NimaAI started as a question I couldn't stop asking: what would it look like to build an AI tool that was genuinely useful to a single person, rather than marginally useful to everyone? The thesis was simple — the current generation of AI products optimises for breadth. We wanted to optimise for depth.
That sounds obvious when you say it. But it leads you to a very different set of product decisions, and a very different relationship with the people you're building for.
"Most AI tools are built to impress you in a demo. We wanted to build something that gets better the more you use it."
What NimaAI actually does
I'm not going to give you the full product breakdown here — we're still iterating on the core experience and I don't want to over-index on a description that might be outdated in three weeks. But the core idea is this: NimaAI is a personal AI layer that learns your context over time. Not just what you've told it, but how you think, what you care about, and what kinds of output are actually useful to you.
The difference between a generic AI assistant and what we're building is the difference between a search engine and a colleague who has worked alongside you for two years. The first gives you results. The second gives you answers.

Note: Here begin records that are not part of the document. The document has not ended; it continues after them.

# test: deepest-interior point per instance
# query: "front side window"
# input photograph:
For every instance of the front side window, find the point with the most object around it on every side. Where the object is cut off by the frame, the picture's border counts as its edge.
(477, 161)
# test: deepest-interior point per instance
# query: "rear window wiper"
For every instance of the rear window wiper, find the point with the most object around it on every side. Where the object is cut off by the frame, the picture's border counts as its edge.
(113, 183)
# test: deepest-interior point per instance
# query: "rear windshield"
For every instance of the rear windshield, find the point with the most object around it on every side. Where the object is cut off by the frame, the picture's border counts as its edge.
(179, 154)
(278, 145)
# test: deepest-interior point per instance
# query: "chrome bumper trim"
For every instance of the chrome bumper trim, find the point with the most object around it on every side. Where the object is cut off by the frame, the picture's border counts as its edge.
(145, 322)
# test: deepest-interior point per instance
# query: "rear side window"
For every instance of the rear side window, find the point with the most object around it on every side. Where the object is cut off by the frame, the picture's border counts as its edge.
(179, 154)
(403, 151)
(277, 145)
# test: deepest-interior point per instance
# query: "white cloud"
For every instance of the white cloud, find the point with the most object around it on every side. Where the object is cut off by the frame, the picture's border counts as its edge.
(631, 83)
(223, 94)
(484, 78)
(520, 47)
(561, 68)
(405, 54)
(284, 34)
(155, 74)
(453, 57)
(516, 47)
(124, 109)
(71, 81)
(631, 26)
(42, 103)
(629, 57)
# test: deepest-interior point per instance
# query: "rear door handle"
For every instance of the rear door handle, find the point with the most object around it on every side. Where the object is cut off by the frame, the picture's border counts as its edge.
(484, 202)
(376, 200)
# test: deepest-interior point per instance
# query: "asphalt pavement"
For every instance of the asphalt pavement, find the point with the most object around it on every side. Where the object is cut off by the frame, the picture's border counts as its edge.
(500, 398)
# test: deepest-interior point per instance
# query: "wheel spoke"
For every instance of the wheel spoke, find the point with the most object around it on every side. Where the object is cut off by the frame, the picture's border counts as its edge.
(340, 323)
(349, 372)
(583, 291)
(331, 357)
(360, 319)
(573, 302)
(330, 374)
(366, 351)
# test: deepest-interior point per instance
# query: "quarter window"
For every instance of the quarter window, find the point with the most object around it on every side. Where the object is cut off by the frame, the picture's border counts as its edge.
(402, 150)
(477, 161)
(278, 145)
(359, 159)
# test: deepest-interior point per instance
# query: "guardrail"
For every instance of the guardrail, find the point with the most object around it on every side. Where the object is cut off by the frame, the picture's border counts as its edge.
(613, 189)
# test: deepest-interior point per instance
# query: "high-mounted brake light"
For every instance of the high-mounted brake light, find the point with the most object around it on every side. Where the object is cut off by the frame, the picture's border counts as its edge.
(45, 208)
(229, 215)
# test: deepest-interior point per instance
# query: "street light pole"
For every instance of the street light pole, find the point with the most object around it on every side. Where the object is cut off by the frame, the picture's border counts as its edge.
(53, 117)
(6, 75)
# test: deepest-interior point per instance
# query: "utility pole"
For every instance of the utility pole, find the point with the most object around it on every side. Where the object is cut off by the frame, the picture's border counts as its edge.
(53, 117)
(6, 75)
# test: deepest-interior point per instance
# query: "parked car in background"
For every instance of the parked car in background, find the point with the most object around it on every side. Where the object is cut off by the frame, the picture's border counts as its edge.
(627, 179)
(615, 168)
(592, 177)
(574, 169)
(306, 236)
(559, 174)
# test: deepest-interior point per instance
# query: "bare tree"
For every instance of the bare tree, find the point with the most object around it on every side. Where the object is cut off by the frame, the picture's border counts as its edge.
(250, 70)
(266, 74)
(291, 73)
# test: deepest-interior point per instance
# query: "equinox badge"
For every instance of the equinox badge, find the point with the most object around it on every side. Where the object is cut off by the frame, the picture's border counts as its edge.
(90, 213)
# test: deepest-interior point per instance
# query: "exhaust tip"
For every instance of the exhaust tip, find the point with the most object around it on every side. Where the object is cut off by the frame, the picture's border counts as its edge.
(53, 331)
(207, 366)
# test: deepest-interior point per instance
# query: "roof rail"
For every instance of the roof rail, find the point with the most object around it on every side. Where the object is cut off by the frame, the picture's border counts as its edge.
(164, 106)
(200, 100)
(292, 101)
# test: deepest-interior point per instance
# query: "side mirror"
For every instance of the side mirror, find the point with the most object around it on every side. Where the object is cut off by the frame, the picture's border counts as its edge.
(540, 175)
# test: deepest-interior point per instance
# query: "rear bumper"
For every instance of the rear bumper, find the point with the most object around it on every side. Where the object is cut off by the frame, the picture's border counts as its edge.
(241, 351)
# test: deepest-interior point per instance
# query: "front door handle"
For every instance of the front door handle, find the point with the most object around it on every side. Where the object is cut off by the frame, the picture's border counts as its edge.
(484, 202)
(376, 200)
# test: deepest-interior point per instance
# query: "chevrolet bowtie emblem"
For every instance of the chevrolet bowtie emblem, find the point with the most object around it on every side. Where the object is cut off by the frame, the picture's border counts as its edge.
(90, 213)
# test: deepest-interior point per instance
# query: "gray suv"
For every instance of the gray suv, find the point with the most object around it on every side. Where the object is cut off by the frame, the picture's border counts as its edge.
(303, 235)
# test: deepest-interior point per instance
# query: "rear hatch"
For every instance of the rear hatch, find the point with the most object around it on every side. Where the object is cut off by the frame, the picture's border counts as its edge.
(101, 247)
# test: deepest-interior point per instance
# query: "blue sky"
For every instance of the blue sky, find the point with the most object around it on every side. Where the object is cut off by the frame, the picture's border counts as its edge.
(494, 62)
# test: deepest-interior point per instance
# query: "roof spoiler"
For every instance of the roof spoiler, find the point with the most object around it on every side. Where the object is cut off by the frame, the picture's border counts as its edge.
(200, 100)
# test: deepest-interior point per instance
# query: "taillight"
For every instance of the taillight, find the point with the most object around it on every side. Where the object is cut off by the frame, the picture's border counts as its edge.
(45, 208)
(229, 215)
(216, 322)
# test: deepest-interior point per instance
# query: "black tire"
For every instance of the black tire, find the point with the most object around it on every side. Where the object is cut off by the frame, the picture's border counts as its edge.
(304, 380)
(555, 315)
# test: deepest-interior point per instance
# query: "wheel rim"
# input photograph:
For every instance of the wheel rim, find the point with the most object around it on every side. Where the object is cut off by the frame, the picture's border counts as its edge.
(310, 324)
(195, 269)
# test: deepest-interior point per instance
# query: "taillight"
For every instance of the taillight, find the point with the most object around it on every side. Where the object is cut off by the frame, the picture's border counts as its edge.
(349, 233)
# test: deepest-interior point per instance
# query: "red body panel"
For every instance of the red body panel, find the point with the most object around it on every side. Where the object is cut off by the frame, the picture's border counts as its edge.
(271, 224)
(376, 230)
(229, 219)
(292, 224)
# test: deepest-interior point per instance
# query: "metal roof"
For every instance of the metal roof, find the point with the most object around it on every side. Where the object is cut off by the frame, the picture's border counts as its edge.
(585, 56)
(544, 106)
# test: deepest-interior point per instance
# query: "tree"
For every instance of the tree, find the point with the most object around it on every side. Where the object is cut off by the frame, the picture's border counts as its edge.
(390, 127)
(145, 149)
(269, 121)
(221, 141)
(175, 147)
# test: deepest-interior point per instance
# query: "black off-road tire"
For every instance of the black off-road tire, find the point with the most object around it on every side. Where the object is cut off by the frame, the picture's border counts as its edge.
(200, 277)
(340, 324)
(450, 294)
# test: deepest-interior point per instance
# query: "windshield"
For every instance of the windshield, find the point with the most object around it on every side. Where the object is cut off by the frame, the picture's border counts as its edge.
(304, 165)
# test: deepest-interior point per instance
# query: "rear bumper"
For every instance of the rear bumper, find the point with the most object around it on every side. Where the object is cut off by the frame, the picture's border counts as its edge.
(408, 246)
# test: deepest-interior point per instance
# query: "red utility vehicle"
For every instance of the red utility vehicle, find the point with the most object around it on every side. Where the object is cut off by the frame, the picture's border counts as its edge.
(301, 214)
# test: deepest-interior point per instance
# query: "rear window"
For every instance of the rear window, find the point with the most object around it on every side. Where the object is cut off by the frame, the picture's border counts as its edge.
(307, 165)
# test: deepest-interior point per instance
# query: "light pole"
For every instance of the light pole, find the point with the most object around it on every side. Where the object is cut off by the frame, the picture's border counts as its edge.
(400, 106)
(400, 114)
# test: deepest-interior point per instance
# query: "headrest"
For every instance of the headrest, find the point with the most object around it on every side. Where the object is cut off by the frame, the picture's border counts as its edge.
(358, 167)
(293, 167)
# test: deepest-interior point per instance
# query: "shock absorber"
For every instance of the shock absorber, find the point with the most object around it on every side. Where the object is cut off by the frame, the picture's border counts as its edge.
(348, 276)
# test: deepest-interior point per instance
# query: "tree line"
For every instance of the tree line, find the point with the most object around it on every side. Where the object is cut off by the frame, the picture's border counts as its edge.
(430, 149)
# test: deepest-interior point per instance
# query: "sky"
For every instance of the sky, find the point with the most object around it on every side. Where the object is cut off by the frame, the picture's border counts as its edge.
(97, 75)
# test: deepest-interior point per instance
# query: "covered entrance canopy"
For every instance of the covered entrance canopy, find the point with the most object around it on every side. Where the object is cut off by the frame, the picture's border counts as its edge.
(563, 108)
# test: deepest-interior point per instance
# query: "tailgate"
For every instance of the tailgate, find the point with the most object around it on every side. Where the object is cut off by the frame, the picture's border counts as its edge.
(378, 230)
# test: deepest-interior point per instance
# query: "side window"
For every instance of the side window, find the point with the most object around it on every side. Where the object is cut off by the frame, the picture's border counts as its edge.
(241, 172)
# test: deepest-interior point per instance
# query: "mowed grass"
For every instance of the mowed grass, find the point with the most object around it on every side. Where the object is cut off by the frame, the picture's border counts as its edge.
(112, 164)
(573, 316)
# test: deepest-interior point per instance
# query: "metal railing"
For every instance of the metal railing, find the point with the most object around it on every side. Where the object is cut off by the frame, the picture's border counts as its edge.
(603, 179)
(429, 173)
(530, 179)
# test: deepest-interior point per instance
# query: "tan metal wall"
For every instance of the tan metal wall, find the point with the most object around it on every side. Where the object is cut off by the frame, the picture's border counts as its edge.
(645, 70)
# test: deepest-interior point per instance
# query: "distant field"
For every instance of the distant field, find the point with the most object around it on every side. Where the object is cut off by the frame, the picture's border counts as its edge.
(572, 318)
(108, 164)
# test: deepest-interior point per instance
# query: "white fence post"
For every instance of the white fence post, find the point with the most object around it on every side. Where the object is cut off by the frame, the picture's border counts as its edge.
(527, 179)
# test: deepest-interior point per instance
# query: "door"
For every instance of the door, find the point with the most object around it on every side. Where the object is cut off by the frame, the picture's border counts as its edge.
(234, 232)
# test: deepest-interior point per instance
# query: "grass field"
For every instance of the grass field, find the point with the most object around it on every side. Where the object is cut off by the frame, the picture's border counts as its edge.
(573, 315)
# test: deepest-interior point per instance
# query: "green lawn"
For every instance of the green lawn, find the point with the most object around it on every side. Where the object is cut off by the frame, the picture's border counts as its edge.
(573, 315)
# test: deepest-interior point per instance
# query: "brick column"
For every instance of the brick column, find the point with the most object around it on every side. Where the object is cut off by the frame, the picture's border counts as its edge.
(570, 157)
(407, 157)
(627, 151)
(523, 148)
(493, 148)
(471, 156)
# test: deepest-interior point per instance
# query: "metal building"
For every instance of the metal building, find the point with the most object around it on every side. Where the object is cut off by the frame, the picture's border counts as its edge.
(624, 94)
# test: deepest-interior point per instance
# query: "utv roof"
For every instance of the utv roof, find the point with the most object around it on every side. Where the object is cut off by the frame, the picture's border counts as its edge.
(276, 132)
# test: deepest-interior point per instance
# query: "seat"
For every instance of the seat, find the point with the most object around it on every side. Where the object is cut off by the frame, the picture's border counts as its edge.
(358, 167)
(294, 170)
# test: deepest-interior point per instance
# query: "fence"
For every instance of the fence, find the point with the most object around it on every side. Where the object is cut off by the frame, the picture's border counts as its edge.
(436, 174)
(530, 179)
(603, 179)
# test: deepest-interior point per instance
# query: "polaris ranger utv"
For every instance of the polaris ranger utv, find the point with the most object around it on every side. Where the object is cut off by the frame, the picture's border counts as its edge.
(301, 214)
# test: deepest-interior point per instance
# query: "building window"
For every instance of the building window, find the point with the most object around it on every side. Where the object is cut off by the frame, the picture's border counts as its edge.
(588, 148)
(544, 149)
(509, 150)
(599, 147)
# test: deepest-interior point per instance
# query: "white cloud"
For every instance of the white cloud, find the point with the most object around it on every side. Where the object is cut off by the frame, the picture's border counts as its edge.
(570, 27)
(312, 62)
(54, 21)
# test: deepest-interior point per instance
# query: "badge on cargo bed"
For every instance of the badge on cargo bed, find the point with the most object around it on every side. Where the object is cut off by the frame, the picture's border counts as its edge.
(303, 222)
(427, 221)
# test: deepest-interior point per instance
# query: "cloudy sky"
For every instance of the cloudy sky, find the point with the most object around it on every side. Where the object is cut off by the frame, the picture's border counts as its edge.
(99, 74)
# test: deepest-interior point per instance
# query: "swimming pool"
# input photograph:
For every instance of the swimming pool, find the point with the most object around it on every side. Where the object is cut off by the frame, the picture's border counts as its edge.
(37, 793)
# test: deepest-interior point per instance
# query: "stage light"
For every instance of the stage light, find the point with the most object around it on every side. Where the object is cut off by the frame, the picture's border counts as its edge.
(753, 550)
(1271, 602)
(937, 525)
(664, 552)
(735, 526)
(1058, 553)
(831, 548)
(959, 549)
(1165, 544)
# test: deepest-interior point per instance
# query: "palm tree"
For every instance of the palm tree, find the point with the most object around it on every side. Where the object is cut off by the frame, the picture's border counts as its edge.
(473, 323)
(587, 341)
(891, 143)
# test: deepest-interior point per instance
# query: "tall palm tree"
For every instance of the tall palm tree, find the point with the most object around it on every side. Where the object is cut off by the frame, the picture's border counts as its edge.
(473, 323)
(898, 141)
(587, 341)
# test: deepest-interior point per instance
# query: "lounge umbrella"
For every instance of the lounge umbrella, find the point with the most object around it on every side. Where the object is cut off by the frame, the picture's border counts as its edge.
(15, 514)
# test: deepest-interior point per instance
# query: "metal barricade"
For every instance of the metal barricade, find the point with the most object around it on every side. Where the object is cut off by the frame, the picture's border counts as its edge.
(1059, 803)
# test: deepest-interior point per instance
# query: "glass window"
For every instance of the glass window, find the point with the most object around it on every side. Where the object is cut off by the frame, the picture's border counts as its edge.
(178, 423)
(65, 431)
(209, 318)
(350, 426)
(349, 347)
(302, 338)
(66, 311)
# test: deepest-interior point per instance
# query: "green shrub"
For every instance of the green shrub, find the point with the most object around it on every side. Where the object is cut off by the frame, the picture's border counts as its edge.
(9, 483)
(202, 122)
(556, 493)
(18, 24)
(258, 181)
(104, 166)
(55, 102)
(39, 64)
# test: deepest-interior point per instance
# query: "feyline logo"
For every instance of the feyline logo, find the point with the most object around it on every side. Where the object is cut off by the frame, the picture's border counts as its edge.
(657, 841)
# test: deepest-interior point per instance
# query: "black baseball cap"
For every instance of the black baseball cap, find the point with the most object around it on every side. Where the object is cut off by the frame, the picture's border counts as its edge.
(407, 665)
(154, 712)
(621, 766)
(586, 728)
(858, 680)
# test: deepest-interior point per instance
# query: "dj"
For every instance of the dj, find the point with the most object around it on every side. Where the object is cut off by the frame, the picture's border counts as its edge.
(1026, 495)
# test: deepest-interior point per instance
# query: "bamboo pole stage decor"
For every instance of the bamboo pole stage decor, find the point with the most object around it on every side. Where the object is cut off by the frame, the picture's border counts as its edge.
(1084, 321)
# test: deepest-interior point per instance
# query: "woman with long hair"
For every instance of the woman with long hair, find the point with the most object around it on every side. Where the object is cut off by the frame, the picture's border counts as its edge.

Why this is technically hard
The naive version of "personalised AI" is just retrieval — store a bunch of user data and inject it into the context window. We tried that. It doesn't work well enough. The model doesn't know what to do with the data, and the user ends up with something that feels like it's reading from notes rather than actually understanding them.
The real challenge is building a representation of a person that the model can reason about — not just retrieve from. That requires a different approach to how you store information, how you update it, and how you prompt the model to use it.
We've made meaningful progress on this. It's still early, and there are unsolved problems, but I genuinely believe we're working on one of the more interesting problems in applied AI right now.
What I've learned so far
Building NimaAI has taught me that the hardest part of AI product development isn't the model — it's the product surface. How do you give someone control over their AI without overwhelming them? How do you surface personalisation without making it feel creepy? How do you build trust in a system that's making inferences about you?
These are UX problems as much as they are technical problems. And they're genuinely hard. I think the teams that solve them well are going to build something lasting.
More updates to come. We're building in the open as much as we can, and I'll keep sharing what I'm learning here.